[Rezension] Emylia Hall - "Mein Sommer am See"

Emylia Hall - Mein Sommer am See
Gegenwartsliteratur

Verlag: btb-Verlag
Umschlaggestaltung: © semper smile, München
Umschlagabbildung: © plainpicture/Bias
ISBN-13: 978-3-442-74555-5
Seiten: 416 Seiten
Erschienen: 12. Mai 2014

Buchrückentext
„Eines Tages bekommt Beth ein Paket. Darin ein Album mit Fotos, Notizen und anderen Erinnerungsstücken, die sie noch nie zuvor gesehen hat. Das Buch unserer Sommer, in dem ihre Mutter Marika die Erinnerung an jene Sommerferien festgehalten hat, die Beth in ihrer Jugend bei ihr in Ungarn verbrachte. Schon lange hat Beth jeden Gedanken an diese Zeit weit von sich geschoben. Doch das Album bringt all ihre Erinnerungen wieder zurück – an die erste Liebe, an flirrend heiße Sommertage und kühle Waldseen. Und an den Tag, an dem alles zerbrach…“ 

Meine Meinung
Ich bin etwas zwiegespalten bei der Beurteilung des Buches, da es mich auf der einen Seite durch seine beeindruckende Sprache und den mich berührenden Schreibstil sehr gefangen hat, ich es zum anderen aber manches Mal einfach zu langatmig fand. 

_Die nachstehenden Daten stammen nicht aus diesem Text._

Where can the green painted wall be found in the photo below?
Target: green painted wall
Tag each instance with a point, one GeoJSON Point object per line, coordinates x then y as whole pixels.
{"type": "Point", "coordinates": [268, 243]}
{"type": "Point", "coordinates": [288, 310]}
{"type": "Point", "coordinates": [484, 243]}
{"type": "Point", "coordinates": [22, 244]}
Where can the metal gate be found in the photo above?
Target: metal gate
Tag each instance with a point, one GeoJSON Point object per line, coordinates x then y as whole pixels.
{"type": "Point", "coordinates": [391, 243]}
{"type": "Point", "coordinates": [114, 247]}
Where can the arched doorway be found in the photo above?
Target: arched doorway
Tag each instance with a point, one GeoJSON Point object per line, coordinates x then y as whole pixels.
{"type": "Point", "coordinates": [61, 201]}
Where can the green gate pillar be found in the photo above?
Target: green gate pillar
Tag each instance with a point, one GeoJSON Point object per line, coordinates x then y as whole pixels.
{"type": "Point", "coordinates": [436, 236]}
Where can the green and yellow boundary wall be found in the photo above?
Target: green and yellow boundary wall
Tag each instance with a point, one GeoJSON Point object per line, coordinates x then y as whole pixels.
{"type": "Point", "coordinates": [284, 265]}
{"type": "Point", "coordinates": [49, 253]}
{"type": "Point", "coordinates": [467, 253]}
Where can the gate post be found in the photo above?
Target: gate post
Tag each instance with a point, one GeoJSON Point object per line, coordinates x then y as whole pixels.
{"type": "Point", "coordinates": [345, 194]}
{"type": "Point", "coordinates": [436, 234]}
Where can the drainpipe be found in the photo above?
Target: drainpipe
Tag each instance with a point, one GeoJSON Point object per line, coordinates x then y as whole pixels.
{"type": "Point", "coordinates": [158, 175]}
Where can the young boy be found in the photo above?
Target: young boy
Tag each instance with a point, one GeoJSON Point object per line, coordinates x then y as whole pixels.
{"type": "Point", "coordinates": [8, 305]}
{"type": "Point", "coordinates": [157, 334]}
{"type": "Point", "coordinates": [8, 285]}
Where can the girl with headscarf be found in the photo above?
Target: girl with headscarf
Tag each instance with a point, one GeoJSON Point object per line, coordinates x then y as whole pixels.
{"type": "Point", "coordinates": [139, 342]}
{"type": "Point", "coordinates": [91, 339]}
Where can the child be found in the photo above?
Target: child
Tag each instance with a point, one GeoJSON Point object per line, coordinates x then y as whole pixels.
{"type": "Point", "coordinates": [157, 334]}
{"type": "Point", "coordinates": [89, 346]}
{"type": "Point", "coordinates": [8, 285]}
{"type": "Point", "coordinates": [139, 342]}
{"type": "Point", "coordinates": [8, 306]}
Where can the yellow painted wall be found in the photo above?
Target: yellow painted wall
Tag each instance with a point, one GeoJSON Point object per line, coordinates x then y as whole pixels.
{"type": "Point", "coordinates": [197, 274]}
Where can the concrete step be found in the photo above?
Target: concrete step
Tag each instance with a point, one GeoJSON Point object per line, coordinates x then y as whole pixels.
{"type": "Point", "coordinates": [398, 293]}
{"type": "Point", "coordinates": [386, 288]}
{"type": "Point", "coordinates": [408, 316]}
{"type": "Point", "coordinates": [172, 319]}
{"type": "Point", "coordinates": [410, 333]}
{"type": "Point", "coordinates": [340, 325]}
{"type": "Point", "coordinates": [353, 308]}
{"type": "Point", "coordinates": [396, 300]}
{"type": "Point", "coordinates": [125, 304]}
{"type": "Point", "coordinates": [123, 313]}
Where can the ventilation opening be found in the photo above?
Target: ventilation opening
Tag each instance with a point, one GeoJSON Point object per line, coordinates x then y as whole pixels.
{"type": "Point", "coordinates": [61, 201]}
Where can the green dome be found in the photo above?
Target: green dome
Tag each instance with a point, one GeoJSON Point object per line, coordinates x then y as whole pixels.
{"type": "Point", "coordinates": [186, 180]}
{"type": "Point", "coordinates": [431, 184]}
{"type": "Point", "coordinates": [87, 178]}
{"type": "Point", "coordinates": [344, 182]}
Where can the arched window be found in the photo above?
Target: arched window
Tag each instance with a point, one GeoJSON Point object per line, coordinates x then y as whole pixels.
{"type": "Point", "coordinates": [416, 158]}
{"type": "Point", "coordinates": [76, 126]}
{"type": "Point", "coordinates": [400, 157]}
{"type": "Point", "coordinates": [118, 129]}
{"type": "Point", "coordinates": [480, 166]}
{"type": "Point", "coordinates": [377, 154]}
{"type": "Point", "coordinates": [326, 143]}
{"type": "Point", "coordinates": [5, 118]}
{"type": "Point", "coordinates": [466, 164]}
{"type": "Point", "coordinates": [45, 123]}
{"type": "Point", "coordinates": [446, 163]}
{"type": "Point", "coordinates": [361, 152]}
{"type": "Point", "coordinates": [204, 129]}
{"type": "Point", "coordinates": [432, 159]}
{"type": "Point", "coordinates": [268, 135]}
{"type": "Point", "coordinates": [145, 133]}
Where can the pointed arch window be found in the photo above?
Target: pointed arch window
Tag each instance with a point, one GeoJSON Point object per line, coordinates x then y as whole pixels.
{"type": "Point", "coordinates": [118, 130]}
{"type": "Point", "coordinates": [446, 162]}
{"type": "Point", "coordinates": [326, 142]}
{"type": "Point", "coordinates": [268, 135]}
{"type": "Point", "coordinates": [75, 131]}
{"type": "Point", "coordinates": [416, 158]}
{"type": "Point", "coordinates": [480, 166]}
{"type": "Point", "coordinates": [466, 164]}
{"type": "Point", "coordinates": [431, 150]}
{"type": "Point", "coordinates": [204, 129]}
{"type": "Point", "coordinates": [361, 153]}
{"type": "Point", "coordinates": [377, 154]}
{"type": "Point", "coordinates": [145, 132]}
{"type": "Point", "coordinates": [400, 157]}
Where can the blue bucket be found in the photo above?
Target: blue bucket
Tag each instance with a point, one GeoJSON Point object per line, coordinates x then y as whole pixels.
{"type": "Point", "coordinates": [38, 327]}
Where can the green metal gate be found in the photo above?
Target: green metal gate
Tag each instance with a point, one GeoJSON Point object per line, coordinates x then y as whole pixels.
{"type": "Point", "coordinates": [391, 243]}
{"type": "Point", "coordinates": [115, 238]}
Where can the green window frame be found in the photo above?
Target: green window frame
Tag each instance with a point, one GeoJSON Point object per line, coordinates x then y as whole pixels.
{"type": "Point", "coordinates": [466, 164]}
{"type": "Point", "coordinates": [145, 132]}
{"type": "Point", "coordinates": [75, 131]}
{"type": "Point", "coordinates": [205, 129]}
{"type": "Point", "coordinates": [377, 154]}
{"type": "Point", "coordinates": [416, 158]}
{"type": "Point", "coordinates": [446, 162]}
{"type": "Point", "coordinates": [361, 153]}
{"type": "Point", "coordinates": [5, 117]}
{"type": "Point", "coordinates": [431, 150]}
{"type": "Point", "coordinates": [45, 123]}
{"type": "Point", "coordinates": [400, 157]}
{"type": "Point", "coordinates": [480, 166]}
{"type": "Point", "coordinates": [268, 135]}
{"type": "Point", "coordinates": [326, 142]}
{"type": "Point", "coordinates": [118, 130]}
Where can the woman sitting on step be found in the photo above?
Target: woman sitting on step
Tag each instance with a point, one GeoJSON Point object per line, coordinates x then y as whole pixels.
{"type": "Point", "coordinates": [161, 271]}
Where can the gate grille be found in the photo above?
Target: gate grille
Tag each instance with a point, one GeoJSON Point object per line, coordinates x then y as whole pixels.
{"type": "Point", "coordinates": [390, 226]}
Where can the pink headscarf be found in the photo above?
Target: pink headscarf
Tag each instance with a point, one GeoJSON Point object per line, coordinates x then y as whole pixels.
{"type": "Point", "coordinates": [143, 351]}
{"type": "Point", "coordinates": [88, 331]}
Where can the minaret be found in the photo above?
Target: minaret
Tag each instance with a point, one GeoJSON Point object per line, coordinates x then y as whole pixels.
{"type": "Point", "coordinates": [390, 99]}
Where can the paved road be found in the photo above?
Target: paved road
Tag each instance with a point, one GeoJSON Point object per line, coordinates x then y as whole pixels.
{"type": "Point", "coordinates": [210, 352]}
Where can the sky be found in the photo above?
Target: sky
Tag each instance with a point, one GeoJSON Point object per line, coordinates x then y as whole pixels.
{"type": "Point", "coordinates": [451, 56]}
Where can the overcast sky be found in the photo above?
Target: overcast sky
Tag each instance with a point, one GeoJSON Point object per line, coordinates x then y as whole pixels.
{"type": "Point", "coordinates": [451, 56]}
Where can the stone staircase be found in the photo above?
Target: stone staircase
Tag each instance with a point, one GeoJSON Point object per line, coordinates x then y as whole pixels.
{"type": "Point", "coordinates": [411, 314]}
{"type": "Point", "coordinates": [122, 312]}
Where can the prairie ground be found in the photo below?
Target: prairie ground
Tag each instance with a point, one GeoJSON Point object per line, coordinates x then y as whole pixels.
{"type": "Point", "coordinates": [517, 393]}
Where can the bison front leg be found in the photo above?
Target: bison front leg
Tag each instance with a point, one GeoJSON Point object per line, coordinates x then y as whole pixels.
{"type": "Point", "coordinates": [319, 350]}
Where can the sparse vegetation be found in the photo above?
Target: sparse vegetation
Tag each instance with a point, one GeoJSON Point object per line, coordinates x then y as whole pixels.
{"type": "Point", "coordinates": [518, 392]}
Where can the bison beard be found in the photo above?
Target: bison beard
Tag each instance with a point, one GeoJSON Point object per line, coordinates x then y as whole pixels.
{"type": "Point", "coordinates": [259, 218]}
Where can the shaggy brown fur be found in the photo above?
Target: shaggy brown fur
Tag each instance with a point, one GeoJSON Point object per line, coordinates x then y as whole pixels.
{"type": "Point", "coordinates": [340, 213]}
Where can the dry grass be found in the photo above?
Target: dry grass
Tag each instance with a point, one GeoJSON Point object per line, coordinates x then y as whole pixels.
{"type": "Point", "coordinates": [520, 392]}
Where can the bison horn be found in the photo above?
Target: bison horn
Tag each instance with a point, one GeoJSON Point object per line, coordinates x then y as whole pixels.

Dabei ist die Idee wirklich toll: Beth bekommt ein kleines Päckchen mit einem Fotoalbum aus Ungarn, dem Land, wo sie sieben Sommer ihrer Kindheit und Jugend verbracht hat. Denn nach der Trennung ihrer Eltern ist ihrer Mutter Marika wieder in ihr Heimatland zurückgezogen und fortan hat Beth sie im Sommer dort besucht. Doch irgendwas hat zu einem Bruch geführt, was, erfährt man als Leser im Laufe der Geschichte. 

Beth erinnert sich an die vergangenen Zeiten, die Trennung ihrer Eltern und die damit jährlichen Sommer in Ungarn - ein wunderbares Land, ursprünglich und sehr lebendig. Die Sommer für Beth sind zunächst unbeschwert und verspielt, mit der ersten Liebe dann aufregend und besonders bis dann im letzten Sommer die Stimmung kippt. Ganz anders ist dagegen die Zeit in England – hier lebt Beth das restliche Jahr mit ihrem Vater, mit dem sie eine sehr eigene Beziehung pflegt. England scheint im Vergleich zu Ungarn trist und traurig, der Alltag prägt das Land und eigentlich wartet Beth immer nur auf ihren nächsten Sommer in Ungarn.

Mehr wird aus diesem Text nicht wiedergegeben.